Sweden had their national elections on Sunday and there were some very interesting developments in the land of the world famous bikini team. The Social Democrats, traditionally the nation’s largest – by far – took a pounding and received 31% of the votes. While it’s still the biggest vote getter in the country, gone are the days when they could hope to win a majority in the parliament by themselves. They’ve refused to change with the times and can do little more than advocate the same decades old policies. Voters are not amused, apparently. Time will tell if they dig in their heels or pivot and adapt.
The Moderate Party (of which current Prime Minister, Fredrik Reinfeldt is a member) had a mixed day showing a significant electoral improvement (almost capturing as many votes as the Social Democrats) but unable to gather enough votes for the Alliance to make up a majority in the Riksdag.
The big winners, relatively speaking, are the Swedish Democrats, who are considered an anti-immigrant, nationalist party. They received 5.7% of the votes which entitle them to 20 seats in the parliament. Both blocks (the Alliance and the Red-Greens) have rejected the idea of working with the Swedish Democrats in any way, describing them as an extremist party whose ideals have no place in Sweden.
It should be noted that if the Swedish Democrats were campaigning in America they would most likely fall under the umbrella of ‘RINO‘. Even though Sweden is ruled by a ‘center-right’ coalition, in America’s political spectrum it would be so far left it wouldn’t even register. If you think President Obama is a Socialist bent on turning America into a worker’s paradise, you ain’t seen nothin’ compared to Sweden. All of this makes Jim DeMint‘s (Idiot – South Carolina) comments on CNN today that ‘America is to the left of Europe’ not only laughable but also reflects his staggering ignorance (and why does he have an Islamic crescent over his picture on his website? Oh, who’s the dirty Islamist appeaser now, Jimbo?).

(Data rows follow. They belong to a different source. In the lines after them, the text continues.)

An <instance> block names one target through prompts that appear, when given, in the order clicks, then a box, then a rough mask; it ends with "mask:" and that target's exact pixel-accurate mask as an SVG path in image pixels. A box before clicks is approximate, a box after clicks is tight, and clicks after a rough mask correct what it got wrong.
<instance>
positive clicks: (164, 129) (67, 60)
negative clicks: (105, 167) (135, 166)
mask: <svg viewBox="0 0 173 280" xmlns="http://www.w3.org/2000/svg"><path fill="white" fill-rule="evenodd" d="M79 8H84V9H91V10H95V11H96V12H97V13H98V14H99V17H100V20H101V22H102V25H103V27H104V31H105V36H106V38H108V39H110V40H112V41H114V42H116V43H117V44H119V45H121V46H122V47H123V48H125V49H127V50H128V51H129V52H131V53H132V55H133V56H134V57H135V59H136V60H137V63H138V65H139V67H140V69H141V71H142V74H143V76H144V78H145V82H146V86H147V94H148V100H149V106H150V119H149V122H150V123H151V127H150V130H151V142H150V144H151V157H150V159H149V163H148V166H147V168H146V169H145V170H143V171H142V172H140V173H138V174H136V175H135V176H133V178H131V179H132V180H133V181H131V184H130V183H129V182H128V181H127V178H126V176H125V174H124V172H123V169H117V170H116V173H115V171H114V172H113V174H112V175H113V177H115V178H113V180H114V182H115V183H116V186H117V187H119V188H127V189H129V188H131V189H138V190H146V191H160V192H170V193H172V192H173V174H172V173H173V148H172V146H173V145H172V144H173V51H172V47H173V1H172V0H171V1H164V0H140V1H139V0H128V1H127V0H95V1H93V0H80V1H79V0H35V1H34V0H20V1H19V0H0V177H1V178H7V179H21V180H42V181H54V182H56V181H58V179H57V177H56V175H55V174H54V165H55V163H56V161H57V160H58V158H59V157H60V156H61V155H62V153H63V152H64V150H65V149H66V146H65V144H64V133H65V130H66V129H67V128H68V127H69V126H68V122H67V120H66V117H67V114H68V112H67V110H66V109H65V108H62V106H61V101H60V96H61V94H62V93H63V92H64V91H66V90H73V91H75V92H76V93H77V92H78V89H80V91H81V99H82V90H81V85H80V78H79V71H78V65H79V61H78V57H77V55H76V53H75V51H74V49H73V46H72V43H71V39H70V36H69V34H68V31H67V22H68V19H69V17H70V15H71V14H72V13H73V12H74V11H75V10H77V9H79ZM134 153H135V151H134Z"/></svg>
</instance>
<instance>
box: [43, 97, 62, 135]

The Green party has an opportunity to really do well for themselves. They’ve got over 7% of the vote and so could launch the Alliance over the 50% mark and give them a clear majority. In interviews with Radio Sweden leading up to the election, the party’s spokespeople (they don’t have leaders) seemed open to the possibility but in the hours after the election have apparently hardened their position and are now refusing to work with the Alliance (at least in part because of their plans to build more nuclear power plants). Still, the Greens could probably extract some pretty hefty concessions if they were open to negotiations. It remains to be seen if they’ll try to work out a deal or stick with the Red-Green alliance and try to stymie the minority government to such a degree that it forces a new election. Given the tail spin the Social Democrats appear to be in, I’m not sure that would really help them but who knows…
So, it all falls to the Sweden Democrats. While no one wants to work with them, their votes might very well make or break the government. They’re a relatively new party and so if they moderate, they might get a seat at the table one day (after all, the Moderates were pretty extreme when they first came into power) but it won’t be anytime soon.
This really seems like a better system than our ‘winner take all’ two party system we’ve got. Some sort of proportional representation for the house of representatives would allow more parties to rise and force compromise…plus it’d be a LOT more interesting than the binary choice we’ve got now.